Suppose we are given a set of **documents** \(D\), **queries** \(Q\) and **training
data** \(T\). In addition, we are given a real-valued **scoring function**
\(S_\Lambda(D;Q)\) parameterized by \(\Lambda\), a vector of parameters. Given the
query \(Q_i\), the scoring function \(S_\Lambda(D;Q)\) is computed for each \(d \in
D\) and the documents are then ranked in descending order according to their
score. The scoring function induces a total ordering (**ranking**)
\(R_i(\Lambda)\) on \(D\) for each query \(Q_i\).

Finally, in order to evaluate a parameter setting, we need an **evaluation
function** \(E(R_\Lambda;T)\) that produces real valued output given a set of
ranked lists and the training data.
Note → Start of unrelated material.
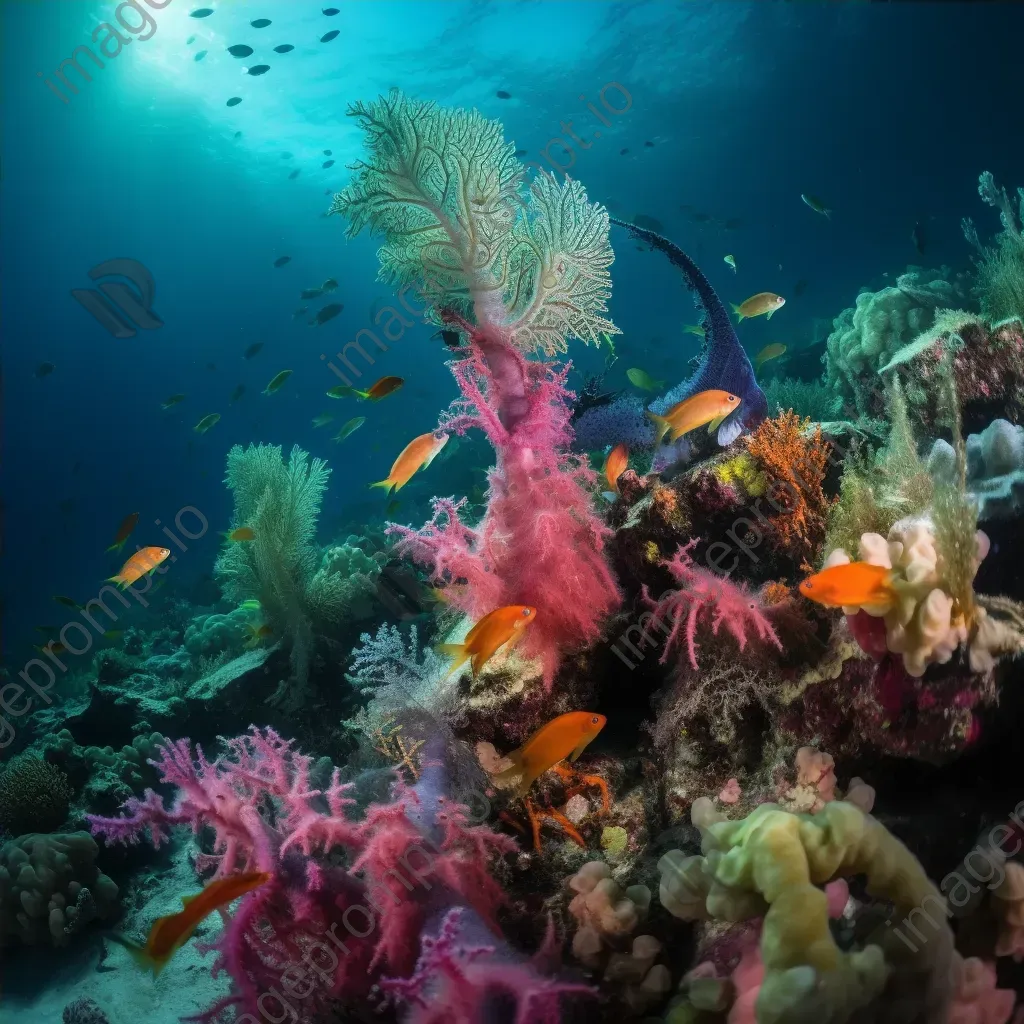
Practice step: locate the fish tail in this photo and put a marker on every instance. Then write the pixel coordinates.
(662, 426)
(458, 651)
We require \(E\) to only consider the
document *rankings* and not the document scores. The scores are only used to
rank the documents and not used to evaluate the ranking. Example evaluation
metrics are **mean average precision** and **percent correct in the top n**.

Our goal is to find the parameter setting \(\Lambda\) that maximizes the
evaluation metric \(E\) over the parameter space (\(\hat{\Lambda} =
argmax_\Lambda E(R_\Lambda;T)\)). To restrict our focus, scoring function
often appears as \(S_\Lambda(D;Q) = \Lambda^Tf(D, Q) + Z\) where \(f\) is a
**feature function** that maps query/document pairs to real-valued vectors in
\(\mathbb{R}^d\) and \(Z\) is a constant. We also require monotonically
increasing values.

### Features

Common features include

**Term occurrence/non-occurrence**- Whether or not a term occurs within a document.

**Term frequency**- The number of times a term occurs within a document.

**Inverse document frequency**- Inverse of the proportion of documents that contain a given term.

**Document length**- Number of terms within the document.

**Term proximity**- Occurrence patterns of terms within a document.

Non-textual features include **PageRank**, URL depth, document quality,
readability, sentiment, and query clarity.